Des «donneurs de masse». Dans un aveu réalisé lundi 14 avril à la télévision néerlandaise, et repéré par le Guardian, la société néerlandaise d’obstétrique et de gynécologie (NVOG) a révélé qu’au moins 85 donneurs de sperme aux Pays-Bas ont engendré bien plus que ne l’autorise la loi. Jusqu’en 2018, le nombre d’enfants qui pouvaient être conçus grâce aux gamètes d’un donneur était de 25 – à titre de comparaison, il est de 10 en France. Or la majorité de ces «méga-donneurs» seraient les pères biologiques de 26 à 40 enfants, et plusieurs en auraient eu entre 50 et 75. «Le nombre de donneurs de masse dans les cliniques aurait dû être nul, a concédé la gynécologue Marieke Schoonenberg à l’émission Nieuwsuur. Nous tenons à nous excuser au nom de la profession, nous n’avons pas fait les choses correctement.»
Vu de France
L’association professionnelle, qui n’a pas respecté ses propres directives, a avoué que certaines cliniques de fertilité avaient délibérément enfreint les règles existantes. Elle s’en est aperçue grâce à l’entrée en vigueur, le 1er avril, d’une nouvelle loi, créant un registre national avec l’identité de tous les Néerlandais ayant fait don de leurs gamètes depuis 2004 – année où le don anonyme a été interdit dans le pays. «Pour la première fois, on connaît le nombre de descendants pour chaque donneur aux Pays-Bas», explique la gynécologue Marieke Schoonenberg. Pendant des années, certains établissements auraient utilisé des lots de sperme plus de 25 fois, échangé du sperme sans les documents nécessaires et à l’insu des donneurs. Et autorisé le don de sperme dans plusieurs cliniques différentes, ce que la loi interdit.
De tels agissements peuvent avoir de graves répercussions. La limite de 25 enfants par donneur (réduite à 12 depuis 2018 mais entrée en vigueur seulement ce mois-ci) n’est pas anodine : cette loi vise à réduire le risque d’inceste involontaire et de consanguinité, dans ce pays de 17 millions d’habitants. Mais elle s’est avérée difficile à appliquer en raison de la confidentialité entourant la procédure. Si la NVOG a présenté ses excuses, elle a également exhorté les mères, les donneurs et les enfants à contacter les centres de fertilité. Interrogée par la télévision hollandaise, Brenda Frederiks, mère de deux enfants conçus grâce au don de sperme, a ainsi découvert qu’ils avaient en réalité 34 demi-frères ou demi-sœurs biologiques.
Pour aller plus loin
Des révélations dignes d’une «catastrophe médicale», selon la fondation néerlandaise Stichting Donorkind, qui aide les enfants à retrouver leur père biologique. Auprès du Guardian, Ties van der Meer, membre de la fondation, ajoute que ces données signifient qu’il y a probablement au moins 3 000 enfants aux Pays-Bas ayant 25 demi-frères et sœurs ou plus. «Le préjudice causé à la confiance des gens dans le système médical et dans les gouvernements qui ont permis que tout cela se produise n’est qu’un début», a-t-il déclaré au quotidien britannique. Pour lui, les enfants concernés sont également susceptibles de rencontrer des problématiques anxiogènes en grandissant : «Dès qu’ils commencent à fréquenter quelqu’un, ils doivent faire des tests ADN pour s’assurer qu’ils ne sortent pas avec un proche».
L’affaire va plus loin. D’après la NVOG, parmi ces 85 donneurs de masse, 10 médecins auraient engendré volontairement au moins 81 enfants dans leur clinique.
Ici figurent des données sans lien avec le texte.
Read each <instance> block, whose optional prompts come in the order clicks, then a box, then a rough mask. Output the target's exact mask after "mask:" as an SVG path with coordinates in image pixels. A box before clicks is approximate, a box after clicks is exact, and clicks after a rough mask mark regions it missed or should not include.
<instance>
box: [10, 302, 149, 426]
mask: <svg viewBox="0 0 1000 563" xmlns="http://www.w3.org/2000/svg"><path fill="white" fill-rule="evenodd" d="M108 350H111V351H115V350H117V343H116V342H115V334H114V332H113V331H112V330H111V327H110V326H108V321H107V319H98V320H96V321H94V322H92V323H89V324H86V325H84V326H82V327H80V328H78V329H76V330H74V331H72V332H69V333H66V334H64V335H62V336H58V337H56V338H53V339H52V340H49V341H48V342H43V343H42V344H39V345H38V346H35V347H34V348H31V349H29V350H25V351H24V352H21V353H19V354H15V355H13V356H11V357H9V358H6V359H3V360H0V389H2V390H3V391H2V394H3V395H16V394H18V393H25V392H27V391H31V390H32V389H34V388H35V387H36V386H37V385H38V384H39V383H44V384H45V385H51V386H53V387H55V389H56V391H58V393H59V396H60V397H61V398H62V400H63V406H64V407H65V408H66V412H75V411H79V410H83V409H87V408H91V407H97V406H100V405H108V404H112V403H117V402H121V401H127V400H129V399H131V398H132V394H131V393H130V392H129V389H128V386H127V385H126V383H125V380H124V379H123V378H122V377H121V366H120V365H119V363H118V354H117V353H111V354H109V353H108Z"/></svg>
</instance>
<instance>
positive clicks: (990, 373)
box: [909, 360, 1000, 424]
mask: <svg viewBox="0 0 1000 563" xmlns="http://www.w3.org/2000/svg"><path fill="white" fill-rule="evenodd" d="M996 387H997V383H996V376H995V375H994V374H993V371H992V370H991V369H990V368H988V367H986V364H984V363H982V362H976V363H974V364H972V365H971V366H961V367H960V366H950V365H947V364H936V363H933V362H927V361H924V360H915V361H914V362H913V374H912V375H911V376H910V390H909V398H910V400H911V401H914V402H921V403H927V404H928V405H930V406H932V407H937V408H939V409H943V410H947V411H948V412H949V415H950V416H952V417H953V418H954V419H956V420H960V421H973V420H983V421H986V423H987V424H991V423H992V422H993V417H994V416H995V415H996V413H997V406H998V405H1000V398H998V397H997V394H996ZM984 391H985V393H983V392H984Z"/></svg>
Ce n’est pas la première fois, aux Pays-Bas, qu’un tel scandale éclate : par le passé, des médecins avaient également eu recours à leurs propres gamètes pour des inséminations (y compris en France). Le plus célèbre et prolifique donneur néerlandais, Jonathan Jacob Meijer, aurait engendré au moins 550 enfants dans le monde – dont une centaine rien qu’aux Pays-Bas, de manière légale et clandestine. Son histoire a fait l’objet d’un documentaire sur Netflix, l’Homme aux 1 000 enfants. Il a été condamné par la justice en 2023 et a désormais l’interdiction de donner son sperme à tout-va.